Mason might be a visionary, but his business acumen is curious. A few weeks ago, Google offered $5.3 billion (excluding incentives) for Groupon. That’s about what Sirius XM is worth, but Groupon makes money. Whether the Google offer was in cash or Google’s resilient stock, Mason and his partners could have gotten ultra-rich faster than just about anyone in the history of commerce.

Mason turned Google down, because he’s insane.

Groupon is a great idea, and one that’s easy to copy – just ask LivingSocial, CrowdSavings, Tippr or one of Groupon’s hundreds of other new competitors. LivingSocial already has almost as many visitors as Groupon, with a website that’s hard to distinguish from Groupon’s at times. Groupon didn’t just get big quickly: it reached its perihelion shortly thereafter. Sure, there are millions of non-members to convert, but why should they patronize Groupon when its competitors are offering the same thing free? The competitors are increasing exponentially while the potential customer base grows arithmetically. It’s a Malthusian problem for a different century, only this one doesn’t involve cannibalism and starving orphans. Besides, how many discounted spa treatments can the world handle? (Groupon’s clientele is overwhelmingly 30ish and female.)

Mason’s strategy, at least as he tells it, is to do an initial public offering and turn his company over to ordinary investors by 2014. By which time we’ll have discount-searching polycarbonate chips implanted in our heads.
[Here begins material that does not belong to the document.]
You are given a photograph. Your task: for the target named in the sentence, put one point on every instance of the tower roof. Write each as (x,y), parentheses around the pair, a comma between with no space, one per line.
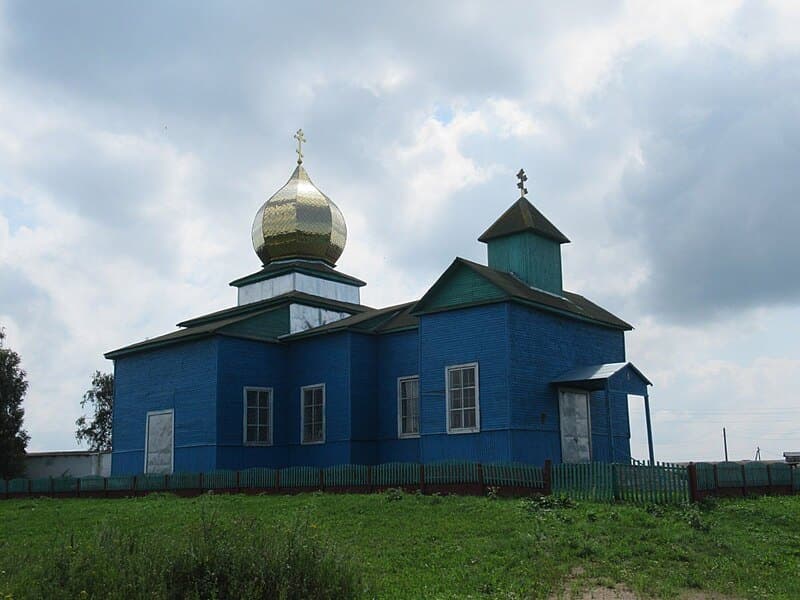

Seriously, at the rate the number of his competitors is growing, Mason could have 2000 Groupon knockoffs to contend with by then. The greater the dilution, the less interest Google or anyone else will have in Groupon’s targeted customer information. Groupon management let a winning lottery ticket expire in the name of future aspirations. The iron is almost cool to the touch as this point, and Mason still isn’t striking it. Check back in a few months when another potential suitor makes a low-9-digit offer for Groupon. If that.

And if someone offers you what seems like a ridiculously high price for something, don’t double down on your own good fortune. Take the freaking money.